Krueger also plays fair with the reader. Seemingly innocent clues are placed throughout that later prove to be crucial to the storyline. Multiple narratives occur simultaneously and later converge with alarming clarity. Krueger has brilliantly taken something complex and broken it down into seemingly simple parts of the whole. It is how these parts mingle and twist and turn back on each other that fascinated me. The inter-relationships between people are what drives this story, although it certainly does not lack action to steer the way.
William Kent Krueger is also the author of the Cork O’Connor mysteries that take place in Minnesota. On the surface, I would say that location is the only similarity between the O’Connor series and THE DEVIL’S BED, but each deal with men trying to find their way in the world, trying to find their role in the bigger picture.
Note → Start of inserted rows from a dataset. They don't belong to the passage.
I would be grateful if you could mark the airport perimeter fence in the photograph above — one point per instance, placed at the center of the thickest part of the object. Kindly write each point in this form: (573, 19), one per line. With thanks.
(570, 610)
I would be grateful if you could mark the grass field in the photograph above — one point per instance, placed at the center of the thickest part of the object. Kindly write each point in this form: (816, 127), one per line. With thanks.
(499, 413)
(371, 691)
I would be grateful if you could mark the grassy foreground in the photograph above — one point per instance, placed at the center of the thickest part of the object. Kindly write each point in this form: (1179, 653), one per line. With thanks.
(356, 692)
Ultimately we learn that one of the rules young Bo learned still holds true: “Life isn’t fair. But some people are. Be one of them.” It’s nice to know that Bo is one of them.
Thanks so much for this, Sandie! An excellent review for a book I read and loved many years ago. Krueger was over-looked for much too long, I think, for being a really terrific writer. So happy to now see him getting the attention he has long deserved. He remains one of my favorites, and now i think i need to go back and re-read this one!
Nice tie-in with Sandie’s recent review of Desolation Mountain with Bo’s reappearance.
I’m so glad you caught that MM – Bo Thorson does show up in both books. Cork O’Connor remembers dealinng with Bo years ago and it makes a difference in Desolation Mountain. The Devil’s Bed was a complex book yet Kent Krueger makes it easy enough to follow despite the alphabet soup of agencies involved. And you are so right Kaye in that it took too long for people to recognize Krueger’s talent, but they see it now. He is one of my favorites as well.